В годы «холодной войны» Америка вынуждена была противостоять и этой потенциальной угрозе как внутри страны, так и за ее пределами. За рубежом американский универсализм выражался в утверждении во всех развитых союзных странах однородной либеральной экономики и в поддержке деколонизации на всем пространстве западной сферы. Внутри американского общества конкуренция коммунистического универсализма обусловила необходимость борьбы против сегрегации чернокожих американцев: вынужденный выбирать между двумя моделями, мир не смог бы выбрать Америку, рассматривающую часть своих граждан как недочеловеков. Ассимиляция японцев и евреев — непререкаемая удача. Но в случае с неграми их интеграция в политическую систему не сопровождалась экономической эмансипацией и рассеиванием в американском обществе в целом. Средний класс среди чернокожих американцев появился и получил развитие, но у него есть собственные гетто в добавление к более обширным гетто чернокожих бедняков.
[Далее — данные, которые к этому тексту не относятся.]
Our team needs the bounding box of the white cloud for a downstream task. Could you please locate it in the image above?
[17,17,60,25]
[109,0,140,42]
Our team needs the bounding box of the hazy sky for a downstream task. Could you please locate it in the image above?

С крушением коммунистического соперника наблюдается спад американского универсализма. Все происходит так, будто давление конкурирующей империи вынудило Соединенные Штаты выйти за пределы того, на что они реально способны в плане масштабов универсализма. Исчезновение этого давления позволяет американской ментальной системе вновь обрести свое равновесие и тем самым сократить периметр включения других народов в «свой» универсум.
Отказ от универсализма внутри страны: положение чернокожих и испаноговорящих американцев
«Многорасовый» характер американского общества и его отражение в статистике позволяют нам проследить «изнутри» ослабление американского универсализма и установить с помощью демографического анализа провал интеграции чернокожих американцев и возможное появление третьей отдельной группы — «испаноговорящих», являющихся в действительности в своем подавляющем большинстве латиноамериканцами индейского, мексиканского происхождения.
На первый взгляд американская статистика, тем не менее, свидетельствует о небольшом увеличении на рубеже тысячелетия сметанных браков среди чернокожих американцев мужского пола: от 2,3% среди мужчин старше 55 лет до 11% в возрасте от 15 до 24 лет. Но увеличение смешанных браков среди чернокожих женщин незначительно, что свидетельствует об устойчивости важнейшего расового табу: мужчины доминирующей группы не должны жениться на женщинах подчиненной группы. Межрасовые браки негров и белых несколько более многочисленны среди категории лиц, получивших высшее образование. Среди лиц азиатского происхождения тех же возрастных категорий увеличение смешанных браков, напротив, весьма значительно: от 8,7 до 30,1%. Что касается молодых американских евреев, то здесь уровень смешанных браков достигает 50%. Их выход на общий матримониальный рынок, то есть распыление еврейской группы, сопровождается шумным подъемом движения активной солидарности с израильским государством.